9th August 2014 - 16th August 2014

The Village of Beer

Beer is situated in Lyme Bay on the 95-mile long Jurassic Coast, England’s first natural World Heritage Site and its picturesque white cliffs, form part of the South West Coastal Path. The name is not derived from the drink, although you’ll find plenty of good pubs in the village, but from the old Anglo Saxon word “bearu” meaning grove which referred to the forest that surrounded the settlement. The brook that winds its way in an open conduit alongside the main road down to the sea adds to the charm of the village and you are not a true Beer person until you have fallen in it at least once!

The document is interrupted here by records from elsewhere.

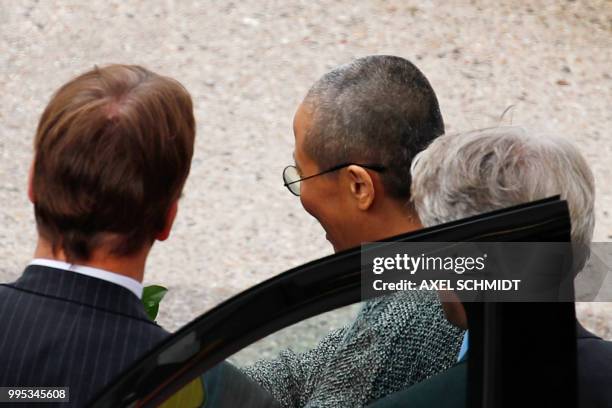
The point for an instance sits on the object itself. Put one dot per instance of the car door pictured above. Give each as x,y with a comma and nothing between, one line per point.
174,372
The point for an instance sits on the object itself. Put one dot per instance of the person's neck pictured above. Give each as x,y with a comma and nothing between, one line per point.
393,219
130,266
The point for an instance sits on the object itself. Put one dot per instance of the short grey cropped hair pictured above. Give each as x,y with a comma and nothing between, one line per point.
378,109
466,174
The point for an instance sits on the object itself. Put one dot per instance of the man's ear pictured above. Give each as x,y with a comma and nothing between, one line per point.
362,186
170,216
31,195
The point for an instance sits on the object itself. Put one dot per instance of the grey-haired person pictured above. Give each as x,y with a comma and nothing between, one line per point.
462,175
356,133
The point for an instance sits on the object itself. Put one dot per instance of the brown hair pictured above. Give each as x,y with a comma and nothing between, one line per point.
113,149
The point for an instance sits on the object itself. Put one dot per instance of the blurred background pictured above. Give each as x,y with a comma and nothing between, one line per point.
248,64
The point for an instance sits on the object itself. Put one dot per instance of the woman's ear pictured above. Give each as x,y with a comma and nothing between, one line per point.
361,186
170,217
31,195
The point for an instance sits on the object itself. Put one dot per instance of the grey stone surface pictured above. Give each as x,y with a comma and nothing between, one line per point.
248,64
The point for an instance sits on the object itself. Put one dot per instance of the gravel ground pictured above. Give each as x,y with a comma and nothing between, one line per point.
248,64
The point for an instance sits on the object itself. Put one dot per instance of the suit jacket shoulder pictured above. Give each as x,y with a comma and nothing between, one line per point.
63,329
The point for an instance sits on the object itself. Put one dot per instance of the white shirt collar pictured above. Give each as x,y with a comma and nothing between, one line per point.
129,283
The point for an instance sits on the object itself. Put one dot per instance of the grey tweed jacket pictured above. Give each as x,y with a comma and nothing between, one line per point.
395,341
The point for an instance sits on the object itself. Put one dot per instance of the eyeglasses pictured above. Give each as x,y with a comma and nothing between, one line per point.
292,179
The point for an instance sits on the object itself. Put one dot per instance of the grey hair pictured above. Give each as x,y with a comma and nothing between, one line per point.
462,175
378,110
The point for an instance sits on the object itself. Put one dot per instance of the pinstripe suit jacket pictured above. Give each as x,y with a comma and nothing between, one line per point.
60,328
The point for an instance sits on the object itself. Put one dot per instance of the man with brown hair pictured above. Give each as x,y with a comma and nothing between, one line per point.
112,152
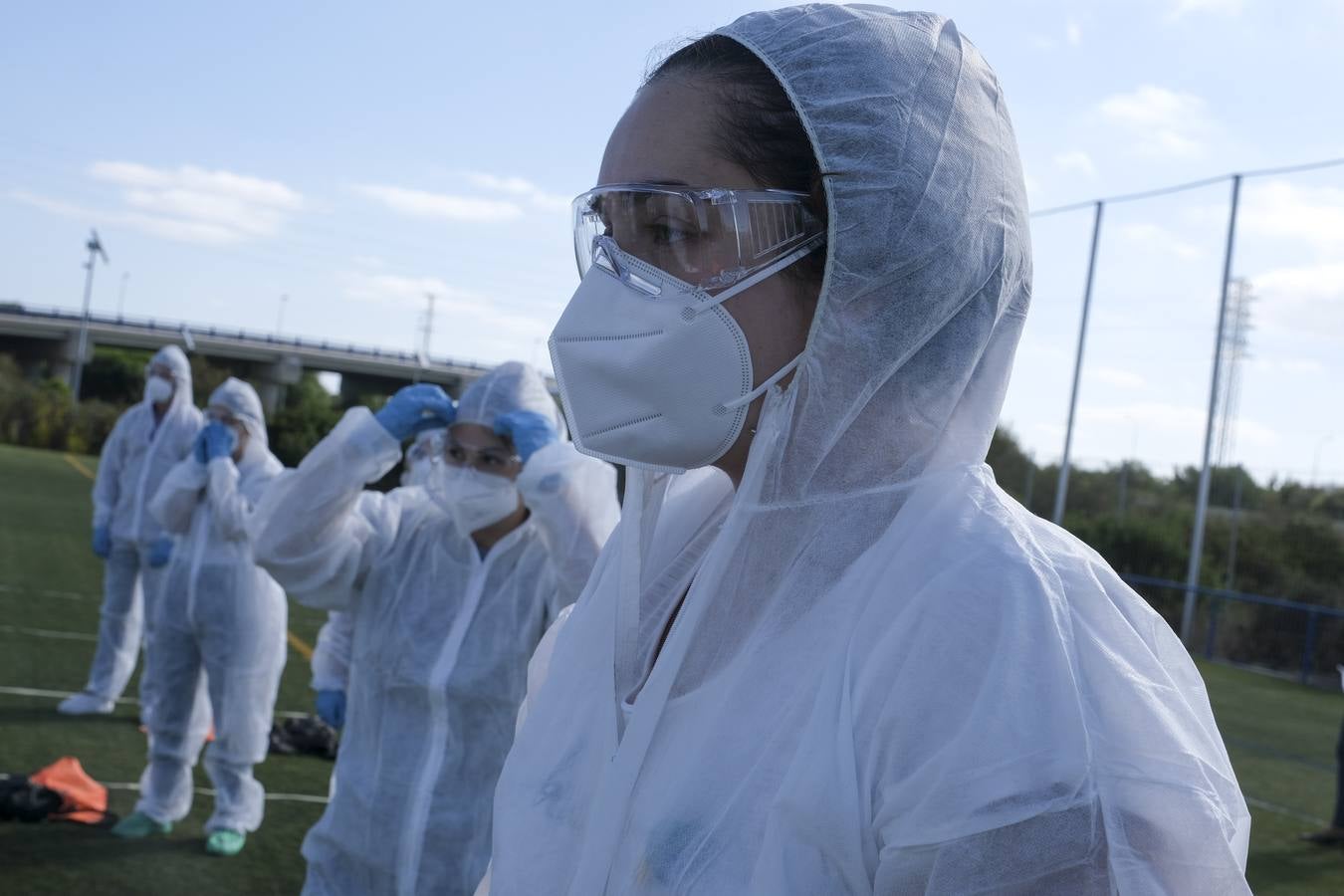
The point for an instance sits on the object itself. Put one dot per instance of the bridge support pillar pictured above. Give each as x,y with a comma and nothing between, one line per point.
272,380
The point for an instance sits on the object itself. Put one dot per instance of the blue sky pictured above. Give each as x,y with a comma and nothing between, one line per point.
357,156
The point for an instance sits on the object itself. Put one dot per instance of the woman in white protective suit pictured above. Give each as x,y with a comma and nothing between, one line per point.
219,629
331,653
144,445
449,588
844,661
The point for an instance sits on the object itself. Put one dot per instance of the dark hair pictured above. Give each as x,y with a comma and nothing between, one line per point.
757,123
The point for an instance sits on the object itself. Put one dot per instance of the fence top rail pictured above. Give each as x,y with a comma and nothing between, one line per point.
1190,184
1236,595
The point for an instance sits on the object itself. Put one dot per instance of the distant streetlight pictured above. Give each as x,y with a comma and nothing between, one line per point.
95,247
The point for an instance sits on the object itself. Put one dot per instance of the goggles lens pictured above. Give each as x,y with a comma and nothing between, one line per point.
707,238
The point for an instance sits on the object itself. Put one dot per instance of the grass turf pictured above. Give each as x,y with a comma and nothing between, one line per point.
1281,737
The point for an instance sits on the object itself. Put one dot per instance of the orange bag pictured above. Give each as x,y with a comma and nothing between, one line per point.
85,798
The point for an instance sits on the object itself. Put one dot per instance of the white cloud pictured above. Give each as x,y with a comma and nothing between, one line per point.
1306,300
1075,160
1162,122
449,301
1158,238
1182,8
1172,419
1278,208
1118,377
521,187
187,203
425,204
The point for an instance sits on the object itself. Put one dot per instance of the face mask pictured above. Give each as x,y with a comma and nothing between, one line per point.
157,389
475,500
652,371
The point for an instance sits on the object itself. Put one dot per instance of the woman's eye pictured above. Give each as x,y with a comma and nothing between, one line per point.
668,233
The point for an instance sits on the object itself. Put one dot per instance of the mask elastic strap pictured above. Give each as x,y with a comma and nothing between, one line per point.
761,389
773,268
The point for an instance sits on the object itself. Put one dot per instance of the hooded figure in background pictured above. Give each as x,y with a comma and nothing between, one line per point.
331,653
221,629
144,445
857,665
448,588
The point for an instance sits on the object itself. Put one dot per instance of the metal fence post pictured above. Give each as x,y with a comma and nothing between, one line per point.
1197,542
1062,488
1309,648
1213,627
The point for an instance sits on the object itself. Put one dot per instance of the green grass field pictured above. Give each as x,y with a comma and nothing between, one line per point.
1281,737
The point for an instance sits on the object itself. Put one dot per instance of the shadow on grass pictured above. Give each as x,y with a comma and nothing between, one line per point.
68,845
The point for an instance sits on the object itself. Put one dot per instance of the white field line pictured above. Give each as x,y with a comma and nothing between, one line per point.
49,633
207,791
49,592
130,702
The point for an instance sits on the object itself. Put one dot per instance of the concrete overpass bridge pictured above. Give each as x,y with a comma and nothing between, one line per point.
47,338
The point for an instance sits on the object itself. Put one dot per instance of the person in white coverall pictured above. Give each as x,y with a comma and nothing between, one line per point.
221,627
142,446
449,587
824,652
331,653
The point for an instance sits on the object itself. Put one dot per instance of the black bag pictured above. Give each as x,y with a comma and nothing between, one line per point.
20,799
308,735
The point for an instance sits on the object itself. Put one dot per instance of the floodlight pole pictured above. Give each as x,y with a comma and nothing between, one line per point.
1062,489
1197,542
95,250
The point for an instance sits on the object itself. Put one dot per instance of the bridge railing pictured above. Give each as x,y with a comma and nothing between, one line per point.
176,327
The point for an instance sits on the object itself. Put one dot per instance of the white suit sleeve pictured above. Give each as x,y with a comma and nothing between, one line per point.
107,483
229,507
316,531
177,496
331,654
537,670
572,499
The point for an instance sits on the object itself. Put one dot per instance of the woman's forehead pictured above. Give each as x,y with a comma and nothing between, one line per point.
473,435
668,134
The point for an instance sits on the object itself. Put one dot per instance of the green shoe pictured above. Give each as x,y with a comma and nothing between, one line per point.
225,842
138,825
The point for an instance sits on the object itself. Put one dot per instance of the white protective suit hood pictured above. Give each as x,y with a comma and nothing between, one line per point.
886,676
513,385
245,404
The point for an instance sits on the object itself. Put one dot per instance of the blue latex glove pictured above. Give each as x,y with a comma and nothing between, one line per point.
198,449
219,439
331,707
103,541
160,553
414,408
527,430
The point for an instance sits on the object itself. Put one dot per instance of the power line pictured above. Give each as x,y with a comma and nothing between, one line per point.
1190,184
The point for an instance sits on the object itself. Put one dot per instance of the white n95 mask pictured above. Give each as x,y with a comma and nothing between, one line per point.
157,389
475,500
653,372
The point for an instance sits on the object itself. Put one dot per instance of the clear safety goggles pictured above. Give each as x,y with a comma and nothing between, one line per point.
498,461
707,238
426,448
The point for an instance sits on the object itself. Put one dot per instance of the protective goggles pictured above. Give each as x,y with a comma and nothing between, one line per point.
707,238
160,369
491,460
426,448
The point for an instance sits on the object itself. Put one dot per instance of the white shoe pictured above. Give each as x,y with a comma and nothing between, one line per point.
87,704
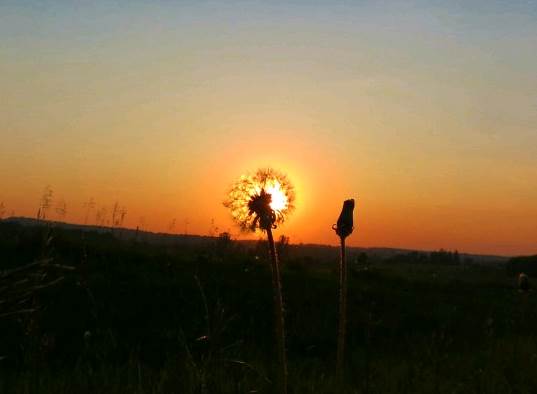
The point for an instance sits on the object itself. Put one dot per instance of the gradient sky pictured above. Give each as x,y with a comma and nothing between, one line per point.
425,112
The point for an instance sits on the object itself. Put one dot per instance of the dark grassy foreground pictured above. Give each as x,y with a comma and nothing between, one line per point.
136,318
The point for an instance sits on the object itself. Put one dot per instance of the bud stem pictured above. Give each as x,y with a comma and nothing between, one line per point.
278,314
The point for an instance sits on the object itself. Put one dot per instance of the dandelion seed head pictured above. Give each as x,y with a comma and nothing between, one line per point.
261,201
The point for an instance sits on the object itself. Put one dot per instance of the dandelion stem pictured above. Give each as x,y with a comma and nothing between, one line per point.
278,314
340,360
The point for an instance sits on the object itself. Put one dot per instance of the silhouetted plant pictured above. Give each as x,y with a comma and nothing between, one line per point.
262,202
88,205
61,209
45,203
343,228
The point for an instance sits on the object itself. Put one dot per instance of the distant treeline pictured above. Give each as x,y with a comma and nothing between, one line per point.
526,264
441,256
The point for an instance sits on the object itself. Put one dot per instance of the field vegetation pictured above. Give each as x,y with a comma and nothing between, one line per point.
103,314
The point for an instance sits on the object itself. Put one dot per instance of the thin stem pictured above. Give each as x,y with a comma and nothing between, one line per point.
278,313
340,361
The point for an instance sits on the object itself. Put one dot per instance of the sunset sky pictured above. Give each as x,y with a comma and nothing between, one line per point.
425,112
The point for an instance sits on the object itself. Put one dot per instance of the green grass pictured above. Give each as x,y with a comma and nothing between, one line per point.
199,320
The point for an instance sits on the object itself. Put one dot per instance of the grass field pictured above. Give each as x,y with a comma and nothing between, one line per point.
134,317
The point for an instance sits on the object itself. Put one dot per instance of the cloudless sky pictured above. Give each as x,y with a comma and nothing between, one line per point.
425,112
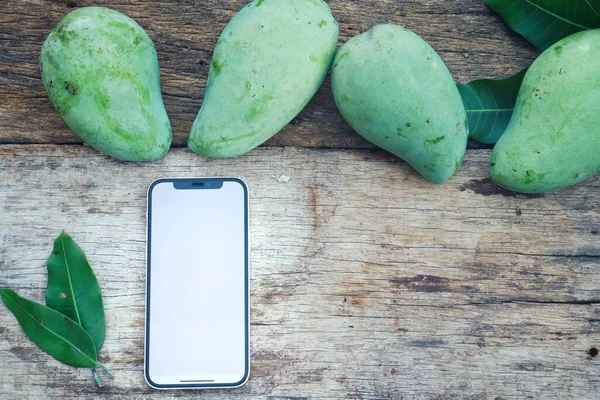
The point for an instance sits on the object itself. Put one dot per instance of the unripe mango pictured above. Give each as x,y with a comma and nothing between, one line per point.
268,63
101,72
553,138
397,93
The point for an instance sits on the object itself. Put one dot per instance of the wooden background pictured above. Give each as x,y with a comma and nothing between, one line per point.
366,281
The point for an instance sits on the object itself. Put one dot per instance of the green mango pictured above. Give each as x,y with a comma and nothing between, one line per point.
100,71
553,138
268,63
397,93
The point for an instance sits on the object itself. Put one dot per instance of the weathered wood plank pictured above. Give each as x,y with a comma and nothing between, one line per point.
470,38
366,281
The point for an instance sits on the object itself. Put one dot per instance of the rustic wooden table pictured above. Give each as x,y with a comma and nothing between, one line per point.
366,281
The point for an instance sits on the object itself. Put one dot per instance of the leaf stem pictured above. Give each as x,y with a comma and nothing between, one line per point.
97,378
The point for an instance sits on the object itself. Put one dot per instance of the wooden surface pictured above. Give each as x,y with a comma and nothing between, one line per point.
366,281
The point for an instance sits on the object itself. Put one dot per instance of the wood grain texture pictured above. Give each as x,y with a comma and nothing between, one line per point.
366,281
474,42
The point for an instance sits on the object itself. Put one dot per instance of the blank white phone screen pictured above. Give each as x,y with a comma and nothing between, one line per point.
197,300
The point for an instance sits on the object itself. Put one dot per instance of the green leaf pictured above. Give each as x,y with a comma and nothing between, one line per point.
73,289
545,22
489,104
53,332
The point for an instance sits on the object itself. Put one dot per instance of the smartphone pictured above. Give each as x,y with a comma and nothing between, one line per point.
197,297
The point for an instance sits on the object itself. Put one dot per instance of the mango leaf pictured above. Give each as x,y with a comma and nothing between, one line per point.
73,289
489,104
53,332
545,22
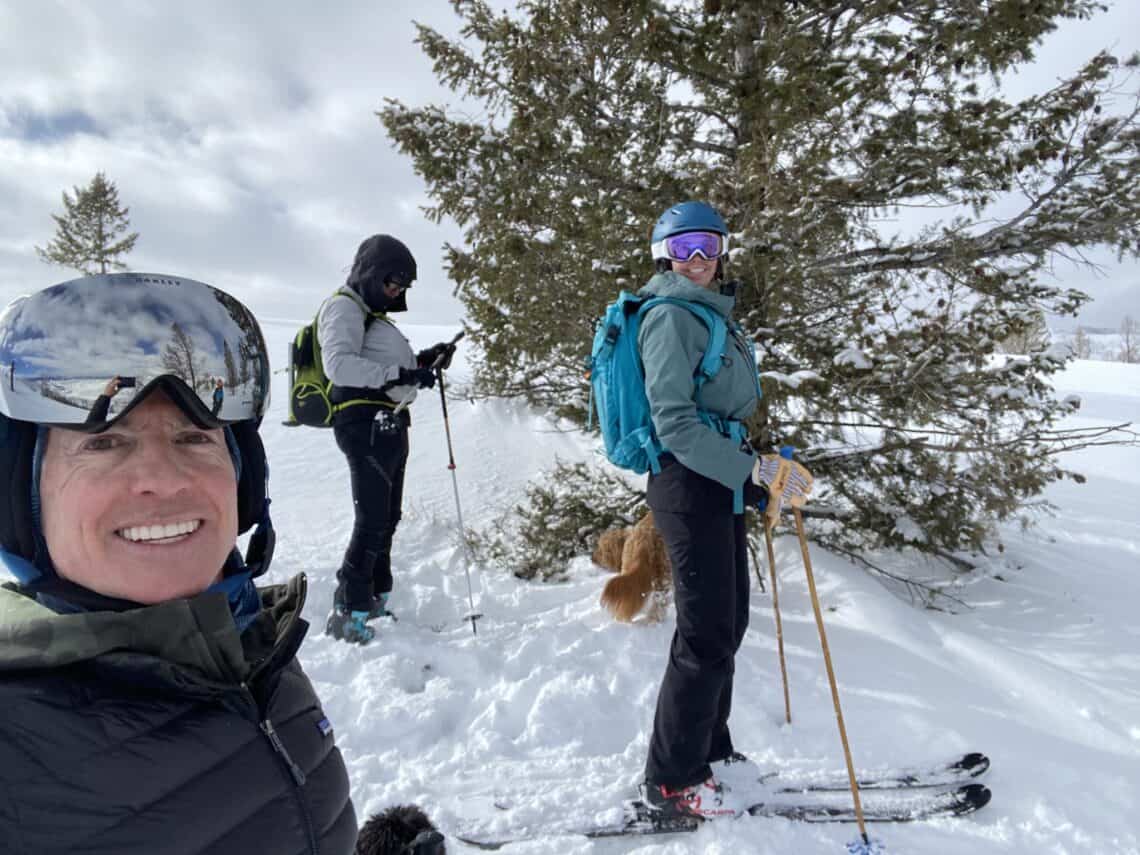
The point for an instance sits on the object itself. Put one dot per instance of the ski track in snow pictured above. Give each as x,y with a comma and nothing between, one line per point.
547,710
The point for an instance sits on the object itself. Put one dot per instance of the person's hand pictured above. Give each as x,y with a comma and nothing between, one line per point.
786,480
417,377
756,495
444,351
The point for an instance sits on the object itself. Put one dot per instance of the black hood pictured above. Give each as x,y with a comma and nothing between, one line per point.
380,259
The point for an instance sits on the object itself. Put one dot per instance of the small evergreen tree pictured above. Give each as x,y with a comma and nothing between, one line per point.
1029,334
809,125
1082,348
91,235
1130,340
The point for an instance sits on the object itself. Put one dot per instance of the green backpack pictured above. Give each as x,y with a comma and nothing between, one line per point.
309,388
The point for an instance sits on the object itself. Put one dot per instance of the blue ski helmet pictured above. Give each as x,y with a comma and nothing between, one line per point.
687,217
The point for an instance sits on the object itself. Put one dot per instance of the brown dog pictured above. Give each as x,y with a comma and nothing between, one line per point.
638,555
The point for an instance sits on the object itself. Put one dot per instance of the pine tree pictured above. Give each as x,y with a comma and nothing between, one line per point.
808,125
91,234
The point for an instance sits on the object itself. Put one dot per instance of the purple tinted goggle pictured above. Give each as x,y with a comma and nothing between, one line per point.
682,247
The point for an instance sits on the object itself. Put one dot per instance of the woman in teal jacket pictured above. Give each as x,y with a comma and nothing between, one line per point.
698,497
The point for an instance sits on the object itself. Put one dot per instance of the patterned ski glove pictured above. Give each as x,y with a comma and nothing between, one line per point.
442,351
786,480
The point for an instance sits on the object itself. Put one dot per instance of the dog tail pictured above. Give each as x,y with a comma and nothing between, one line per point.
625,595
608,553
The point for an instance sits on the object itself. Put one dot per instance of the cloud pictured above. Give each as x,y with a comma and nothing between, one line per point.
243,137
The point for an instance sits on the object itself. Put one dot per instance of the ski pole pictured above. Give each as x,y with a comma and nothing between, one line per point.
775,608
864,845
455,486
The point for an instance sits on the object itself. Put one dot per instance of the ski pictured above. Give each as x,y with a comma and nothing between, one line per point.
952,773
906,806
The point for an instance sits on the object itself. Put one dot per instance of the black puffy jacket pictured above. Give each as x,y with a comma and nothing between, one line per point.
160,730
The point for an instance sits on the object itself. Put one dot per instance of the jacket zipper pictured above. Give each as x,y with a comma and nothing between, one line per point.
275,741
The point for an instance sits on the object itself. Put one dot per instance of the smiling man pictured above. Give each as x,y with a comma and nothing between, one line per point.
152,697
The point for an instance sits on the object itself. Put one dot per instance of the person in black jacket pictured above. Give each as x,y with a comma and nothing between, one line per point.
151,692
375,375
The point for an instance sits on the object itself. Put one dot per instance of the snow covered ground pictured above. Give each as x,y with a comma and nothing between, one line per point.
548,709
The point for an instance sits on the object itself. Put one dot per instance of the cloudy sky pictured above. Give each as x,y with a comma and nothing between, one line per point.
243,138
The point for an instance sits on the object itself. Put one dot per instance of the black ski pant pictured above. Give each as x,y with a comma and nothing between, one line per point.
708,552
377,457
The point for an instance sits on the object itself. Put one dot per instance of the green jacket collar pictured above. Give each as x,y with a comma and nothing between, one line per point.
675,285
196,633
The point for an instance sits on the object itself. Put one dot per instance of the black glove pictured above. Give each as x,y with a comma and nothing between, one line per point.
418,377
756,495
426,358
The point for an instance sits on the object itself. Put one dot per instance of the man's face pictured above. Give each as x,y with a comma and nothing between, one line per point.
145,511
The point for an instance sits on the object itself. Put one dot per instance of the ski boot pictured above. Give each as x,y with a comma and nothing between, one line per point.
380,608
350,626
705,800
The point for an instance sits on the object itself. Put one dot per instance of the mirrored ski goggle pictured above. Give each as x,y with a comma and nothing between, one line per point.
80,353
682,247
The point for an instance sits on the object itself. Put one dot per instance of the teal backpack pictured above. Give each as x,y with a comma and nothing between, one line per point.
617,381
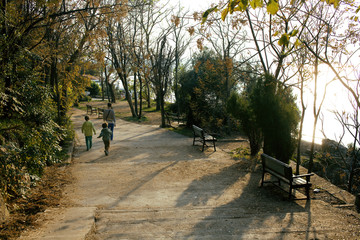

Historically, the village’s main industry has always been fishing, but today the major source of income is from tourism. In fact we’ve always been a favourite spot for tourists – first came the Romans who planted vines here and quarried the limestone and later, according to tradition, a Spanish ship was wrecked off shore in the late 17th century. The population of the village had been decimated by plague and the survivors were warmly welcomed! After that, neighbouring villages often referred to the residents of Beer as ‘Spaniards’ because of their dark hair and eyes and Mediterranean complexions. In Tudor times, the manor house at Bovey (still standing today) and surrounding land formed part of the dowry of Henry VIII’s 6th wife, Catherine Parr.

Flemish refugees escaping persecution settled here between 1568-77 and brought with them the craft of lace making. The women, and even fishermen who could not go to sea in bad weather, made the delicate pillow lace which was taken to Honiton to be put on the stage coach to London. The reputation of Beer-made lace became so great that some was specially commissioned for the trimming to Queen Victoria’s wedding dress.

In the late 18th century Beer’s relative isolation in a secluded valley made it a perfect place for smuggling and the infamous smuggler, Jack Rattenbury, known as The Rob Roy of the West plied his trade from the village often hiding contraband in the quarry caves. In later years the limestone was commercially quarried as it was highly prized because of its workability for carving and it can be seen in cathedrals such as Exeter, Westminster Abbey and St Paul’s Cathedral.